Unless the government told them too.

> I've said this before, but I think it's worth repeating. The
> double-spend protection the block chain gives you has a sweet spot
> where it's really, really valuable (essential even) and then there are
> lots of kinds of transactions on either side of that sweet spot that
> don't really benefit from it.
> Obvious/trivial case where you don't need a block chain - Facebook
> buys Instagram for a gajillion coins. The legal system is plenty good
> enough to ensure the payments are honoured. Another example, when my
> employer pays me my salary. They aren't going to double spend this
> except through some horrible accident that we can get sorted out some
> other way.

The employer example actually shows something important: between a worker and
an employer double-spending already irrelevant. People get paid after they work
their two weeks not before, so the double-spend is already irrelevant.
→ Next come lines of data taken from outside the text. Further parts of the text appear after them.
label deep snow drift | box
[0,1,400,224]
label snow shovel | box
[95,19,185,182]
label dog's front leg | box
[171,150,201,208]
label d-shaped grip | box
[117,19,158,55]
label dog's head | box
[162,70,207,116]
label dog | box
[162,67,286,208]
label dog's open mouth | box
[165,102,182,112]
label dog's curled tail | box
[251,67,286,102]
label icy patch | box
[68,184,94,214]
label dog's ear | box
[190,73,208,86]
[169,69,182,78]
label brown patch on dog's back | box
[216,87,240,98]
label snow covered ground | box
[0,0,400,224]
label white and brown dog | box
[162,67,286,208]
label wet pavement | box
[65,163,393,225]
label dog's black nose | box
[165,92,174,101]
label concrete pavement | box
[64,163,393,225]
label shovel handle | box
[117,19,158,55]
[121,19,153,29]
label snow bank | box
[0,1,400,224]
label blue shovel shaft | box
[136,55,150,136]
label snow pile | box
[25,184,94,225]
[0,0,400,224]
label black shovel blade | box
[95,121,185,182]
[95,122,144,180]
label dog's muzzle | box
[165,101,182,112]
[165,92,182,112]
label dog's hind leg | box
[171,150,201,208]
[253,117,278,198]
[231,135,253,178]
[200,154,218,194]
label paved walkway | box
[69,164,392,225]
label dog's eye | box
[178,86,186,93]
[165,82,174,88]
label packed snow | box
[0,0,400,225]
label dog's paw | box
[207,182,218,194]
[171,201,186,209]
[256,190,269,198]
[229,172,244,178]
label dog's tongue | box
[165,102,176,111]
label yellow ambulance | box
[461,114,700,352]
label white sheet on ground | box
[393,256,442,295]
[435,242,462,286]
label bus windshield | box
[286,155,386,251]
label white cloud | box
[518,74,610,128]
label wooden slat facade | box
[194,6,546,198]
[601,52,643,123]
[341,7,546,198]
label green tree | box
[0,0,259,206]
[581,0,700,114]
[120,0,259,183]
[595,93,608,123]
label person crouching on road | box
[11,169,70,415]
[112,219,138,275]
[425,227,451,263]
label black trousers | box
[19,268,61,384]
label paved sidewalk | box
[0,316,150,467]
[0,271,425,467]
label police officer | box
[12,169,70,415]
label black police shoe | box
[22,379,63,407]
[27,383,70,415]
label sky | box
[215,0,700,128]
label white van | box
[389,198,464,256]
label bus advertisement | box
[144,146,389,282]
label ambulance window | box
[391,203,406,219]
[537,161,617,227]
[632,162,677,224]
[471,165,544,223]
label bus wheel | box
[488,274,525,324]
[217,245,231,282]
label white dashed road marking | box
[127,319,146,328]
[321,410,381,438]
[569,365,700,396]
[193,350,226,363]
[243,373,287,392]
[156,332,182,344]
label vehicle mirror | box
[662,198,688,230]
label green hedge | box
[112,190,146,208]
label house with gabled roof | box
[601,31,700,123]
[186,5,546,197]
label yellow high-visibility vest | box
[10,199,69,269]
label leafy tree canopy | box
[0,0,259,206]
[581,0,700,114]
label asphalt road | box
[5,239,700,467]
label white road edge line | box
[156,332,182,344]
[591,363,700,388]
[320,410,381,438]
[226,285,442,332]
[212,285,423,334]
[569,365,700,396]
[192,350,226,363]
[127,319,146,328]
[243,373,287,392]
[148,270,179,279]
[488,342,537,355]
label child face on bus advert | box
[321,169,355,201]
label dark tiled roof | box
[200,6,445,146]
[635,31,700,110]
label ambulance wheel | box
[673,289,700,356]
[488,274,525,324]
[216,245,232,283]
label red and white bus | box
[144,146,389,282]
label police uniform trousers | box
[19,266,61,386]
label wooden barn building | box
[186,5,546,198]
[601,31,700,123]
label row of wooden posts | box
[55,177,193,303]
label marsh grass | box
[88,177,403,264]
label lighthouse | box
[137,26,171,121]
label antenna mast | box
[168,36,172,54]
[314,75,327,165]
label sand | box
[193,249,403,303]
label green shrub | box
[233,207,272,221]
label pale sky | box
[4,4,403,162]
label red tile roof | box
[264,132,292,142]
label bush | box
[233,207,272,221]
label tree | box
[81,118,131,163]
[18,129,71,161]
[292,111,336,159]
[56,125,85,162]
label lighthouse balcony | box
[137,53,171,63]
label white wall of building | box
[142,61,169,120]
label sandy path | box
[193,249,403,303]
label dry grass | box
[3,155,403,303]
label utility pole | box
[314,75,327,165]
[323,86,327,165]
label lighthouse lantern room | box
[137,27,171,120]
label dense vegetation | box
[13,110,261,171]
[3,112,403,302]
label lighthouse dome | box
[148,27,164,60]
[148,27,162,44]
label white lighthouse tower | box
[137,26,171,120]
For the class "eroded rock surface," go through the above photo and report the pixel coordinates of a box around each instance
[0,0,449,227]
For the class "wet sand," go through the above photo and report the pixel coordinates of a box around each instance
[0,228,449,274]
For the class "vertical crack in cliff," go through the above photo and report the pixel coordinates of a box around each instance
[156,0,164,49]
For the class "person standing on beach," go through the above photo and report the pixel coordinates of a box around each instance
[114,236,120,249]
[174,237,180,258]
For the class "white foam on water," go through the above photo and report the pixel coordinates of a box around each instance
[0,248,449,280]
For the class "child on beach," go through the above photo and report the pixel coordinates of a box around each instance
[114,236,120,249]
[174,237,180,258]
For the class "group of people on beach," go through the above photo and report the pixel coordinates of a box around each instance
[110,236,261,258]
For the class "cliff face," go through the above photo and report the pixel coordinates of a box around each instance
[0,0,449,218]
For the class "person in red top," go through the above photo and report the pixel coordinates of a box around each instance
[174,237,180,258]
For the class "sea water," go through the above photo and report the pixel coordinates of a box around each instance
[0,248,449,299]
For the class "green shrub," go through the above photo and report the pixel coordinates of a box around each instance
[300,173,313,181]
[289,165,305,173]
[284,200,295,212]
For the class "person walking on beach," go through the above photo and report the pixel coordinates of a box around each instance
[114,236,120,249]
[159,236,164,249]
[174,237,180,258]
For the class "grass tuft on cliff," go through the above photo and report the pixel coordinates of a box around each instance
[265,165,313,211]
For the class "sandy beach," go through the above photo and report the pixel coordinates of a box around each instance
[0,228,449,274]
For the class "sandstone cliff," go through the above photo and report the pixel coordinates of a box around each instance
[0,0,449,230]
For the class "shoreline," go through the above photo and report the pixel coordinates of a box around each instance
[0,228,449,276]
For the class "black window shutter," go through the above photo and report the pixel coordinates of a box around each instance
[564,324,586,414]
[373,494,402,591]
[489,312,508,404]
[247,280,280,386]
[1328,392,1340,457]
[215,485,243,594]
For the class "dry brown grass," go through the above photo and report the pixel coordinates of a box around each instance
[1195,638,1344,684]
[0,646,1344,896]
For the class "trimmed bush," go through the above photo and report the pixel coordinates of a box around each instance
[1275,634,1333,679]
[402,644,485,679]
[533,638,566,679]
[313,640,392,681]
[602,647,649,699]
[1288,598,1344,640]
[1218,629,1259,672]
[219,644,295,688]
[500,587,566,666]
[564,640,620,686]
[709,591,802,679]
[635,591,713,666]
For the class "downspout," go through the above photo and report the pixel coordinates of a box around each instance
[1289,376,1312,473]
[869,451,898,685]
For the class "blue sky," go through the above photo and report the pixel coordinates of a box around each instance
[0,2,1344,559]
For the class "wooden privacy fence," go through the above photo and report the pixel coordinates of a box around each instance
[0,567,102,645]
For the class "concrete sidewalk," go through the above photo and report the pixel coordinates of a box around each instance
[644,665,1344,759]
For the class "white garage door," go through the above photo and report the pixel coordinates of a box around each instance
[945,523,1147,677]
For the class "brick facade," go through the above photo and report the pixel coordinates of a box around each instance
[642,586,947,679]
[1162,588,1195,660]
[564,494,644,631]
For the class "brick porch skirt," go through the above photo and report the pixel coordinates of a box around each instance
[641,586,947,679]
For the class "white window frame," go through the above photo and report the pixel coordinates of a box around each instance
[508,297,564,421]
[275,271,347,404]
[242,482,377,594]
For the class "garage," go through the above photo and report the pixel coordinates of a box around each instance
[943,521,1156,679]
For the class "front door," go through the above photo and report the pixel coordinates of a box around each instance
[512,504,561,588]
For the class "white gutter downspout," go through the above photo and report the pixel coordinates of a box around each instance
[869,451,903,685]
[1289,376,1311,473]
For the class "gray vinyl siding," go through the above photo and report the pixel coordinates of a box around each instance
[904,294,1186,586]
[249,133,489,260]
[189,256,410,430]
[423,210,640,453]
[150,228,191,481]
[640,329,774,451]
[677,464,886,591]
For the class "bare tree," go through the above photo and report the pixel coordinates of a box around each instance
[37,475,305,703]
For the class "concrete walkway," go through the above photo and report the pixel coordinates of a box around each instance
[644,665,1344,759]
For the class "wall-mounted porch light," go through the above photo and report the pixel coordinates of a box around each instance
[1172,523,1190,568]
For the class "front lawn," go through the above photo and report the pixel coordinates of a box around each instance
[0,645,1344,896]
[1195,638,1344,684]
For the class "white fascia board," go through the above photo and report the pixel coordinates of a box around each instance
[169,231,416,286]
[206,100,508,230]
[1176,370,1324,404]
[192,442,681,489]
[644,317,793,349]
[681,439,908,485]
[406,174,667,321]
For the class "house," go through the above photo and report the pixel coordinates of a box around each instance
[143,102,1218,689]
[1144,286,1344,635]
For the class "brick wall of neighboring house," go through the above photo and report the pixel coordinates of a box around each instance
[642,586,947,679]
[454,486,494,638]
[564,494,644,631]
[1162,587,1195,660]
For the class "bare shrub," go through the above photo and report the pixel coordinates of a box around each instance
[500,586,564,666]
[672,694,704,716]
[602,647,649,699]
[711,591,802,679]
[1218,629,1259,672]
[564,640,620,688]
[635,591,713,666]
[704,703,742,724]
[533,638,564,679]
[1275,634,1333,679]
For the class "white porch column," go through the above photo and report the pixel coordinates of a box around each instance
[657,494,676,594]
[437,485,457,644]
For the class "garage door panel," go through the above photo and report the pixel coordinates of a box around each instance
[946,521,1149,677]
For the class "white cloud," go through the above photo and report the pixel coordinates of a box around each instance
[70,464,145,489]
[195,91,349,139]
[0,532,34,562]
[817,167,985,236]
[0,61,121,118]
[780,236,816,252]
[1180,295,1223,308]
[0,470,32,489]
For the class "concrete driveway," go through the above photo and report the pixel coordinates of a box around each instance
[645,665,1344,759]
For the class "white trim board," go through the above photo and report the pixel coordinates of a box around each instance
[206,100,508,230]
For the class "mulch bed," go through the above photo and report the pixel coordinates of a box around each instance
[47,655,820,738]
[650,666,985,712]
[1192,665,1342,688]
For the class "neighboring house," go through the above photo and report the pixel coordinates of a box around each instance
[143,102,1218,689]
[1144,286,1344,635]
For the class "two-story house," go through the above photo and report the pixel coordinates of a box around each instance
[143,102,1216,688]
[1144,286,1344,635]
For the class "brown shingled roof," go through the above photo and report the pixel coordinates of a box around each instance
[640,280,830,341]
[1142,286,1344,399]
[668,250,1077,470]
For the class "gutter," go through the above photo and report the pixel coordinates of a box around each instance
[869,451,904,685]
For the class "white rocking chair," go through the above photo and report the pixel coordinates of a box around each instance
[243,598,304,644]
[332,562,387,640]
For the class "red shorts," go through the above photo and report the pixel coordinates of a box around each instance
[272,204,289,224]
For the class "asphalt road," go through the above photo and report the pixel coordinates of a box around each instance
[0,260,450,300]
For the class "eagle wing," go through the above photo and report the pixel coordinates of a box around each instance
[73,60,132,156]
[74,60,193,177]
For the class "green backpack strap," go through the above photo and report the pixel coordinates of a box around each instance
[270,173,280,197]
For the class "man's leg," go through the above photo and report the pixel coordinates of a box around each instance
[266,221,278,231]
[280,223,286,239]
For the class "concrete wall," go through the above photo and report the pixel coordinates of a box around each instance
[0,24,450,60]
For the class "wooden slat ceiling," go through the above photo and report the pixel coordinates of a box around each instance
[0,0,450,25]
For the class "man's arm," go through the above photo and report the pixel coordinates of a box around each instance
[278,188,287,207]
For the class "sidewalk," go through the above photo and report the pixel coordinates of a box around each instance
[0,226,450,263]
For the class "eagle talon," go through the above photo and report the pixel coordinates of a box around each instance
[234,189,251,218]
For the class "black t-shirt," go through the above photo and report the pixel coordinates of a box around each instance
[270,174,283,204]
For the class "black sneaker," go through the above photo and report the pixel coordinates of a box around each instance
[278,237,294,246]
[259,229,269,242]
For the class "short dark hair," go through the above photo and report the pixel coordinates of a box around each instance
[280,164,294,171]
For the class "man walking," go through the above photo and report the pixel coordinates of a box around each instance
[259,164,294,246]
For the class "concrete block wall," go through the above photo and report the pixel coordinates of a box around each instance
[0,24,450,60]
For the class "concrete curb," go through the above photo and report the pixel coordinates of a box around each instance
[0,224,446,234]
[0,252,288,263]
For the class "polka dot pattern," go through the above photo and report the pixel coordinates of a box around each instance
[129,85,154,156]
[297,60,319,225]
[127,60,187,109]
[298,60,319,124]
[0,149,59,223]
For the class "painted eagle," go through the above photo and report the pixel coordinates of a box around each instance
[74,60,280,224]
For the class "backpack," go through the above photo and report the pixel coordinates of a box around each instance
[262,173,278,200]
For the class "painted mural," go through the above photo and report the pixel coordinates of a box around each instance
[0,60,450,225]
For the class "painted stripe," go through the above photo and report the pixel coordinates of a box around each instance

However when your employer pays you on the blockchain until the transaction
confirms for someone else to accept funds from that payment they not only have
to trust you, but also the employer. Sure they could take it as "you said you
would apy me so it is your responsibility to make that happen" but that brings
a whole new level of complexity.

A scheme where you vouch for your payments with your identity can benifit from
being able to follow that chain all the way back to the last confirmed
transaction, although actually implementing this may be too complex to be
worthwhile, especially initially.

> Another case, very small payments. This is Satoshi's bag of crisps
> example. If the cost/complexity of double spending is higher than what
> the payment is worth, again, you don't really need the block chain.
> That's why it's worth optimising unconfirmed transactions to be harder
> to double spend, it optimises (pushes up) that lower bar.

Yes. But the issue is how are you going to optmize it? By adding yet more
restrictions and limitations on those who chose to run a node or mining
operation, or by actually fixing the trust issue? We know you can do the
latter, so do not sacrifice Bitcoin's core layer in silly attempts to make
double-spends harder. Fundementally Bitcoin has exactly one way of achieving
consensus, and that is the blockchain.

It must be your right to chose what transactins you chose to mine and chose to
relay. End of story. Bitcoin is not about imposing regulation on those who
choose to use it.

> Place where you really want the chain - largeish sums of money are
> moving around, but not large enough to justify expensive
> cross-jurisdictional legal action, or where the cost of identity
> verification and all the associated paperwork is just too high. I
> guess most online transactions fall into this bucket today.

Indeed. Especially for the most popular use of Bitcoin as a payment system:
buying things PayPal won't let you. In that circumstance the only leverage you
have is the protections of the blockchain and the damage you can do to the
other (often anonymous) parties reputation.